Well I’m delighted to say my whole veg patch has now been enclosed with netting.
It’s going to be brassica city around here now…cabbages; broccoli; brussels sprouts and kale will adorn the Hewett table this winter!
The netting holes are still big enough for the cabbage whites so I will still need to keep an eye out to remove the egg clusters that appear on the undersides of the leaves. Or if I’m too late for that I’ll remove the caterpillars as long as I catch them before the cabbages start developing hearts, I should be ok.
As all the juicy sweetness of corn is lost within minutes of harvesting the cobs growing your own is the only way you can really experience this first hand.
Now’s the time to plant them out and they are pretty low maintenance. Just remember they need to be planted in a block rather than in a long row, as they are wind pollinated. Y
You could also try growing them in your borders decoratively as they are quite exotic looking.

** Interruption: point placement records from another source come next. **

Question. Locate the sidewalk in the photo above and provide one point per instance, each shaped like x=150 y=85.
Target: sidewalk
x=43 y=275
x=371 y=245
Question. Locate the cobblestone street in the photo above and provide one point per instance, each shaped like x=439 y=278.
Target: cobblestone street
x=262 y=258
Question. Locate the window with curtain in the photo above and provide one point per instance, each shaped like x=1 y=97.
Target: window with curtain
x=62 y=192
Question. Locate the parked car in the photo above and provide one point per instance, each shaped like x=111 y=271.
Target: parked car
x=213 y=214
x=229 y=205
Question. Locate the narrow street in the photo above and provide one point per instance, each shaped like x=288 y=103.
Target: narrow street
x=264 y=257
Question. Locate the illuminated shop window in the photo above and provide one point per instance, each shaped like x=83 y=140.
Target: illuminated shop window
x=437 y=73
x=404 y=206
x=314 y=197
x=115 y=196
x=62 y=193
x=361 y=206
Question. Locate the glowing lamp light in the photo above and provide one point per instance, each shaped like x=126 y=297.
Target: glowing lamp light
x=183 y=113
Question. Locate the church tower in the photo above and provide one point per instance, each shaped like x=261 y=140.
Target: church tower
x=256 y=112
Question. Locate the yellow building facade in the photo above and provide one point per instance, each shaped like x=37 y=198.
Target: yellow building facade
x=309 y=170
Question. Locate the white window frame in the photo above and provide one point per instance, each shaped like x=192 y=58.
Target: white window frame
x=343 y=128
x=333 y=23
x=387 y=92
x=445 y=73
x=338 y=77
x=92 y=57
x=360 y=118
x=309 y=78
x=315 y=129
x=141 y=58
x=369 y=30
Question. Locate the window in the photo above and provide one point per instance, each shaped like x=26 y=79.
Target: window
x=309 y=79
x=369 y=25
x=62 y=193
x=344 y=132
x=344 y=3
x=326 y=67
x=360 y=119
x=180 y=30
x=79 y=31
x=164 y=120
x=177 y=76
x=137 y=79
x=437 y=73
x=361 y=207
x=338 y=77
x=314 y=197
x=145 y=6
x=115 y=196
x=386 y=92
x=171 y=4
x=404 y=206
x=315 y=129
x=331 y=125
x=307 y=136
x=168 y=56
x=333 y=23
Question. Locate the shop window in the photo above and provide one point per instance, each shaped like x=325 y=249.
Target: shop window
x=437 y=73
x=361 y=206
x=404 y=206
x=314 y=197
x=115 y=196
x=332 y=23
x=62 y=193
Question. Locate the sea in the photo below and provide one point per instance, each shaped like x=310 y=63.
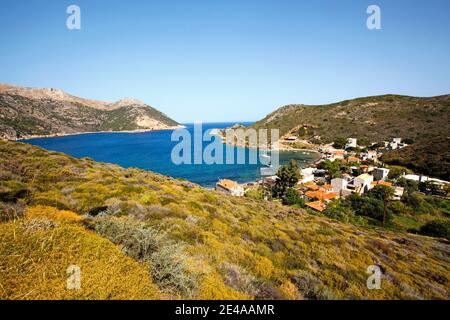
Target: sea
x=152 y=151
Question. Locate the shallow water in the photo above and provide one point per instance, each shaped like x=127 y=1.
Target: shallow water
x=152 y=151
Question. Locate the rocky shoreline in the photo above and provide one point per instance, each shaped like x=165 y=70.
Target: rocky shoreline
x=64 y=134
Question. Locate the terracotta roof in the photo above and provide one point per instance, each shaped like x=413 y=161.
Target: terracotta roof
x=317 y=205
x=384 y=183
x=228 y=184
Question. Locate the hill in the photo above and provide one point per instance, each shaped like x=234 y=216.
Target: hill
x=199 y=243
x=375 y=119
x=27 y=112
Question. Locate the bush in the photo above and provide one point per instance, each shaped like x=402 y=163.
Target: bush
x=291 y=197
x=436 y=228
x=312 y=287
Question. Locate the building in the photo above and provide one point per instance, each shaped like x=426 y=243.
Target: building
x=398 y=193
x=317 y=205
x=362 y=183
x=340 y=187
x=307 y=175
x=420 y=178
x=369 y=155
x=382 y=183
x=380 y=173
x=353 y=159
x=351 y=143
x=231 y=187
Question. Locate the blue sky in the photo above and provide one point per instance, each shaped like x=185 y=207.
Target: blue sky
x=227 y=60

This weekend I would recommend stretching your legs on a nice long walk and using the opportunity to pick a carrier bag full of fragrant elderflower heads from the hedgerow to make some elderflower cordial.
If you’ve never tried I’d highly recommend giving it a go as its so easy and only needs a few ingredients: sugar, lemons and citric acid (available from chemists) and is delicious with soda water or perhaps a little prosecco.

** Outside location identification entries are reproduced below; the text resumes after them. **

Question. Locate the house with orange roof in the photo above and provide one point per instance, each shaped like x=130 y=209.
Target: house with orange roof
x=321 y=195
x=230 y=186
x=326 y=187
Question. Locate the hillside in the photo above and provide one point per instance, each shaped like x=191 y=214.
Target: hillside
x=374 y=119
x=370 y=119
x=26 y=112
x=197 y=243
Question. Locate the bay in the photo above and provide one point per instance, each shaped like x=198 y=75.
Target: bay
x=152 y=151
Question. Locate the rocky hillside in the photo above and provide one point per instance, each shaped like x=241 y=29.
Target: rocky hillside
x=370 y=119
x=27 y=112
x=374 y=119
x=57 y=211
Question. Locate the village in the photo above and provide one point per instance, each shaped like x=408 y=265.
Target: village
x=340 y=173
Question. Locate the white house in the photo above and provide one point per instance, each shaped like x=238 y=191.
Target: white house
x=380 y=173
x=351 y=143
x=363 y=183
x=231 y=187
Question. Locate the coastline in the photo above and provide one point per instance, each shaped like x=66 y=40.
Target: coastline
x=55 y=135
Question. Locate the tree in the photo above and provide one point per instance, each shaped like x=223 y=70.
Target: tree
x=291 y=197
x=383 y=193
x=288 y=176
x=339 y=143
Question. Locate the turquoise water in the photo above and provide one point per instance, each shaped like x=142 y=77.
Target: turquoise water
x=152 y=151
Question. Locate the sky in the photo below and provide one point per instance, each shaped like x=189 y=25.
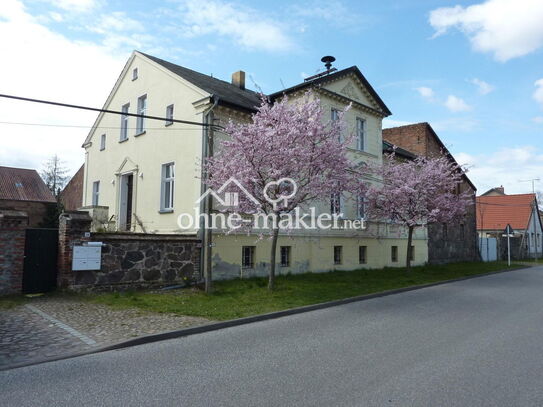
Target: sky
x=472 y=69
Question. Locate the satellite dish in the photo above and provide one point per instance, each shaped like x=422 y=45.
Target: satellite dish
x=328 y=61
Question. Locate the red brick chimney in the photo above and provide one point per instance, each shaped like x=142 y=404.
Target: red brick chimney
x=238 y=79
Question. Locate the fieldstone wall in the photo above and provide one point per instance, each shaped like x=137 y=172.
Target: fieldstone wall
x=134 y=260
x=12 y=248
x=128 y=260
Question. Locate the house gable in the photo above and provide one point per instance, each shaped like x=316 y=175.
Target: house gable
x=136 y=60
x=350 y=87
x=348 y=83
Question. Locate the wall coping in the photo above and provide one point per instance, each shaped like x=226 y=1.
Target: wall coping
x=144 y=236
x=12 y=214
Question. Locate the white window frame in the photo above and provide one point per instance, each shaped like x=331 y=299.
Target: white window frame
x=95 y=193
x=248 y=257
x=169 y=115
x=394 y=254
x=167 y=184
x=124 y=122
x=142 y=110
x=360 y=134
x=336 y=204
x=361 y=207
x=285 y=252
x=339 y=259
x=363 y=259
x=335 y=117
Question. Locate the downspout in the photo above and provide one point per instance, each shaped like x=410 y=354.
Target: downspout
x=86 y=178
x=207 y=134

If you’ve walked around outside over the last week or so you may have been stopped in your tracks by the amazingly overwhelming scent of Philadephus (mock orange).
This deciduous shrub is fully hardy, part of the Hydrangeaceae family it definitely deserves a place in the garden, preferably in a full sun or partial shady position where it can grow to its ultimate height of 1.5m and spread to 2.5m in 10 years.
Cut back immediately after flowering to strong young shoots lower down.